When monitoring a JMX target with the JMX metrics gatherer, if that target becomes unresponsive or unavailable the most recently collected metrics continue to report via the configured exporter as if they are new metrics.

Steps to Reproduce

Start a simple java executable like the following

cat <<EOF > hello.java
class Sleepy {
  public static void main(String args[]) throws InterruptedException {
    while (true) {
      Thread.sleep(10000);
    }
  }
}
EOF
javac hello.java

java -ea -Dcom.sun.management.jmxremote.port=9010 -Dcom.sun.management.jmxremote.authenticate=false -Dcom.sun.management.jmxremote.ssl=false -Djava.rmi.server.hostname=127.0.0.1 Sleepy > /dev/null 2>&1 &

Configure the JMX Metric gatherer to monitor said target.

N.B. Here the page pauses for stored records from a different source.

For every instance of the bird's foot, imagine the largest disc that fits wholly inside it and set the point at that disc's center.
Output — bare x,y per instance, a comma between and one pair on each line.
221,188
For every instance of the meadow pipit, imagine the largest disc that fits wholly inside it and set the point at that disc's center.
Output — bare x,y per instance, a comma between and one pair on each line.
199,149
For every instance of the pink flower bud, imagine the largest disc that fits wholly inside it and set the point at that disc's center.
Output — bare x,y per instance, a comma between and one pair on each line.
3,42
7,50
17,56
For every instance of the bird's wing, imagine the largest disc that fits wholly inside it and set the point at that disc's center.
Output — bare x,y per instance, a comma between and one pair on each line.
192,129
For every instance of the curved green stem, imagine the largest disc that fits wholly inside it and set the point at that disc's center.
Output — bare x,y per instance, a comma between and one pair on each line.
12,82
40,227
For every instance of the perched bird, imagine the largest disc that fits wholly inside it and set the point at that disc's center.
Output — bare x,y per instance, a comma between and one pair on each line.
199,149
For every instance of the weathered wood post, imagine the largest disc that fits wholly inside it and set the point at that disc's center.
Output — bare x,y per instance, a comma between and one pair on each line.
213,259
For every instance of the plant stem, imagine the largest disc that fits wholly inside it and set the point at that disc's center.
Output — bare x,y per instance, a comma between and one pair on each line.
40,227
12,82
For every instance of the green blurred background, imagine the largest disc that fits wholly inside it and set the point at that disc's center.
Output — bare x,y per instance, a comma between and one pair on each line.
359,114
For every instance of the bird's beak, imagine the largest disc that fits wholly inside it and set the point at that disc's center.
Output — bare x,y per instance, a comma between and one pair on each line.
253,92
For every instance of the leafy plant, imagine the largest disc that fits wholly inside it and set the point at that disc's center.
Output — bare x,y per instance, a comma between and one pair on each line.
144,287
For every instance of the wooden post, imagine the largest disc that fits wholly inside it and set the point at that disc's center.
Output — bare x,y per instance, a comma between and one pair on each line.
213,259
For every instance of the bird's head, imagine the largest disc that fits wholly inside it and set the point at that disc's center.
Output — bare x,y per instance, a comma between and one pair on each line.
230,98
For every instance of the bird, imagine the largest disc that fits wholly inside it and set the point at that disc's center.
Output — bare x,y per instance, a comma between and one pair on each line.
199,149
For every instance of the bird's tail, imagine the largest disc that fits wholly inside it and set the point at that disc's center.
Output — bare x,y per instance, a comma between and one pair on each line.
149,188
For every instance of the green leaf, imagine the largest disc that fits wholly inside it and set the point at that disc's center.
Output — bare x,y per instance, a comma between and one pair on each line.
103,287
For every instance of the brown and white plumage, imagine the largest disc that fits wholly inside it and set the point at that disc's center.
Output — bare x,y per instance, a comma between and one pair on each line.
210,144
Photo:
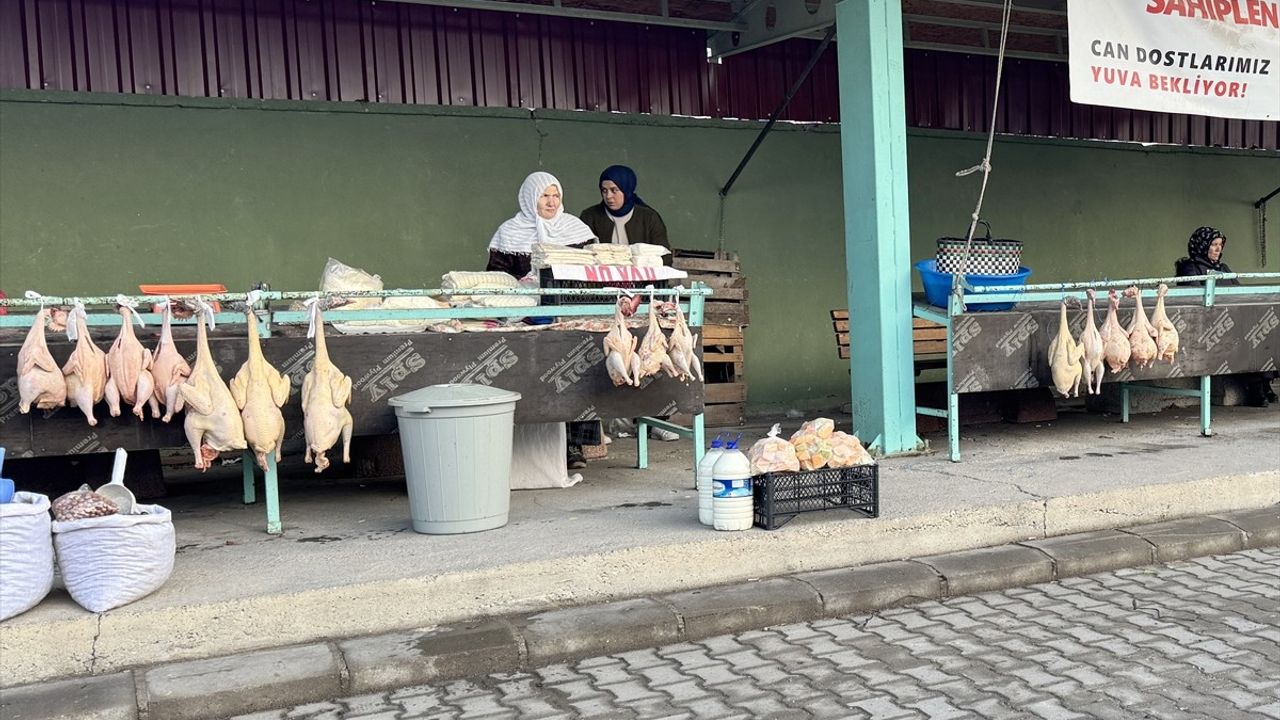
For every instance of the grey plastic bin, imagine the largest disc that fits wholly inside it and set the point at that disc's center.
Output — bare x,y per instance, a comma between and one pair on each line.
456,440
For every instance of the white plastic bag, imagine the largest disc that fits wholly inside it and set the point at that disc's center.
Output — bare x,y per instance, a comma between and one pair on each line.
773,455
114,560
338,276
26,554
538,458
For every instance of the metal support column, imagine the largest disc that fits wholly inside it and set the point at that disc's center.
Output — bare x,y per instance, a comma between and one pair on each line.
270,487
877,228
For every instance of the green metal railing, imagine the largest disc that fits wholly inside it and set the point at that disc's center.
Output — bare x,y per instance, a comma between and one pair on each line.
690,301
1059,292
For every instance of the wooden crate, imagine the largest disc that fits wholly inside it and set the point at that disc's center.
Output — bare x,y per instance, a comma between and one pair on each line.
722,273
726,383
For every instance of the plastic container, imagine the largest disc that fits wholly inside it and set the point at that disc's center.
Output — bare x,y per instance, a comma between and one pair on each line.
731,490
704,479
456,440
937,286
7,490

otel.jmx.service.url = service:jmx:rmi:///jndi/rmi://localhost:9010/jmxrmi
otel.jmx.target.system = jvm
otel.jmx.interval.milliseconds = 5000
otel.jmx.remote.registry.ssl=false
otel.metrics.exporter = prometheus
otel.exporter.prometheus.host = localhost
otel.exporter.prometheus.port = 4317

After seeing metrics collected at the prometheus endpoint, then stop the Sleepy java process. Observe that the metrics are still reported (with fresh timestamps) at the prometheus endpoint.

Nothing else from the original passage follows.